Henry Campbell (6 June 1867 – 15 November 1915) was a Scottish footballer who played in the Football League for Blackburn Rovers. He was the first man to win both the Scottish Cup (in 1888 with hometown club Renton, where he also won the unofficial 'World Championship' and two Glasgow Merchants Charity Cups) and the English FA Cup (in 1890 with Blackburn).

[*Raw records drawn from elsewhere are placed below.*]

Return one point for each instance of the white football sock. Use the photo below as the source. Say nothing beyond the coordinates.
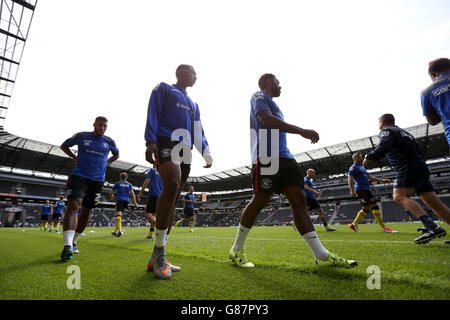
(315, 245)
(241, 237)
(160, 237)
(166, 238)
(75, 237)
(68, 237)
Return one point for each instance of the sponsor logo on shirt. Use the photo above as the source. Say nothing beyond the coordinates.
(165, 152)
(259, 96)
(180, 105)
(441, 90)
(266, 183)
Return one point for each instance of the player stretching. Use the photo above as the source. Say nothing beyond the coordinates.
(154, 183)
(311, 201)
(47, 209)
(171, 112)
(357, 175)
(413, 174)
(123, 189)
(189, 200)
(57, 212)
(86, 180)
(284, 175)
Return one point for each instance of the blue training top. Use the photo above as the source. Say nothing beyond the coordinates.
(260, 101)
(170, 109)
(360, 176)
(400, 149)
(46, 209)
(155, 186)
(189, 196)
(92, 155)
(436, 100)
(59, 206)
(308, 182)
(123, 189)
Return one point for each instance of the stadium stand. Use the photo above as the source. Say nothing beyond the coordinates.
(32, 172)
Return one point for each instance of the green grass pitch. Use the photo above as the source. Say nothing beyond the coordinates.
(115, 268)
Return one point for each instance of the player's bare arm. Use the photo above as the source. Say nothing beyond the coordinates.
(133, 195)
(375, 179)
(144, 185)
(113, 158)
(351, 185)
(317, 193)
(69, 152)
(433, 119)
(151, 152)
(268, 120)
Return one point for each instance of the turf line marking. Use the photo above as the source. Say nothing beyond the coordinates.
(269, 239)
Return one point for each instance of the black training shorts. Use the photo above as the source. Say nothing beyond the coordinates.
(312, 204)
(165, 147)
(86, 189)
(188, 212)
(366, 197)
(287, 175)
(150, 207)
(121, 205)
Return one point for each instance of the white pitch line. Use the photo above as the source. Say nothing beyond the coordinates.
(322, 240)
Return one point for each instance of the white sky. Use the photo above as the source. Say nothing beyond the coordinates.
(341, 64)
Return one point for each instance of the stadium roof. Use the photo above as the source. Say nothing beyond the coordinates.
(17, 153)
(15, 21)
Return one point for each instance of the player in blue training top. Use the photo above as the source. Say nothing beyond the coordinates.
(413, 174)
(57, 213)
(86, 180)
(123, 189)
(189, 214)
(154, 183)
(173, 126)
(47, 210)
(436, 98)
(359, 184)
(311, 202)
(275, 170)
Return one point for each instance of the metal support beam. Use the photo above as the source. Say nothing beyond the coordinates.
(24, 4)
(12, 35)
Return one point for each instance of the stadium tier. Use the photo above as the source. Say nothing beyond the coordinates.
(32, 172)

Campbell played once for Scotland in 1889, a short time before his move to Lancashire along with compatriots Geordie Dewar and Tom Brandon in a Rovers recruitment drive north of the border (this meant they would not be selected by Scotland, a situation which did not change until 1896). He missed out on a possible second FA Cup medal in 1891 due to contracting pneumonia.